— «Позволь рассказать тебе о месте, где ты родился, сынок. Планета называется Новый свет, и она целиком сделана из надежды…»
Виола на мгновение умолкает, потом продолжает читать:
— «Мы приземлились здесь почти ровно десять лет назад, надеясь на новую жизнь — чистую, простую и честную, то есть прямо противоположную той, что была в Старом свете. Мы думали, люди заживут в мире и гармонии, по заповедям Божьим, и возлюбят ближнего своего.
Было трудно. Я не стану начинать эту истории со лжи, Тодд. Но отсюдова…
Ох, погляди-ка, я уже набралась просторечий! Вот что делает с людьми жизнь колониста. На изящную словесность нет времени, и постепенно ты опускаешься до уровня людей, которым плевать на манеры. Но уж слово “отсюдова” никому еще не повредило, так ведь? Тогда решено. Моя первая материнская ошибка: можешь говорить “отсюдова” сколько душе угодно, Тодд. Обещаю тебя не поправлять».

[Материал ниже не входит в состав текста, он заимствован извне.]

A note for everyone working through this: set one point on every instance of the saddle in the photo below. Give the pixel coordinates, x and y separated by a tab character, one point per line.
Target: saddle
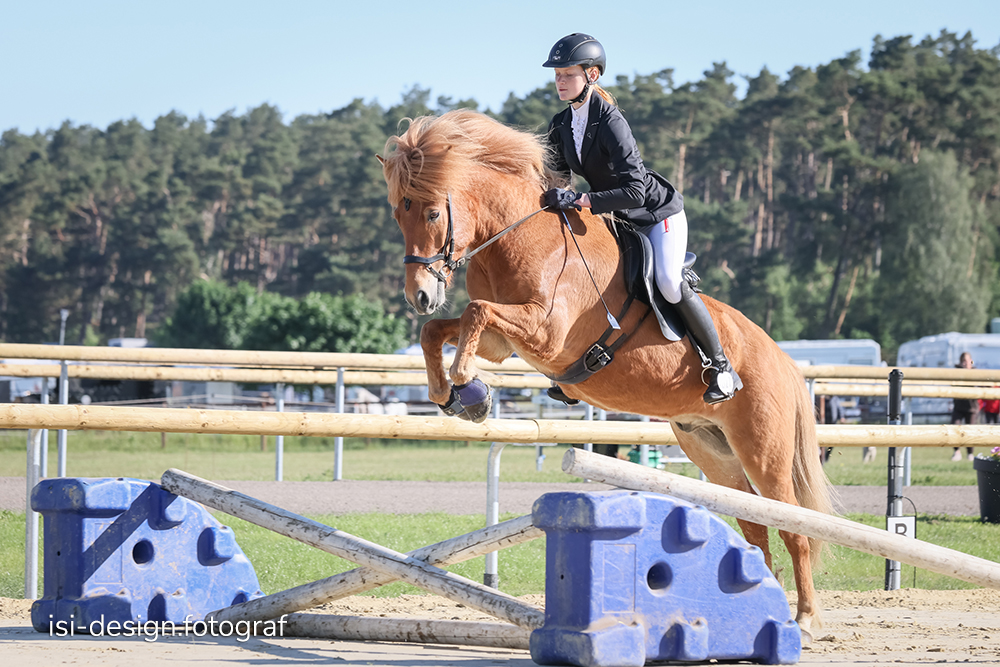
637	254
640	279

Виола поджимает губы, но читать не прекращает.
— «Словом, в Новом свете и Нью-Элнзабете нас ждали одни невзгоды и болезни. Да еще этот жуткий Шум, с которым наши мужчины борятся с самых первых дней, но поделать ничего не могут. Как странно — ты и твои ровесники даже не знают, что такое жить без Шума. И тебе будет нелегко понять, какой жизнь была раньше и почему нам так трудно теперь. Но мы стараемся не унывать.
Однажды, человек по имени Дэвид Прентисс, у которого тоже есть маленький сын — чуть постарше тебя, Тодд, — блестящий организатор и руководитель, служивший раньше (если мне не изменяет память) простым хранителем на корабле, уговорил Джессику Элизабет, нашего мэра, построить на дальнем конце огромного болота, вдали от Шума остального мира, крошечный городок. Конечно, здесь тоже Шумно, как и везде в Новом свете, но, по крайней мере, это Шум людей, которым мы доверяем.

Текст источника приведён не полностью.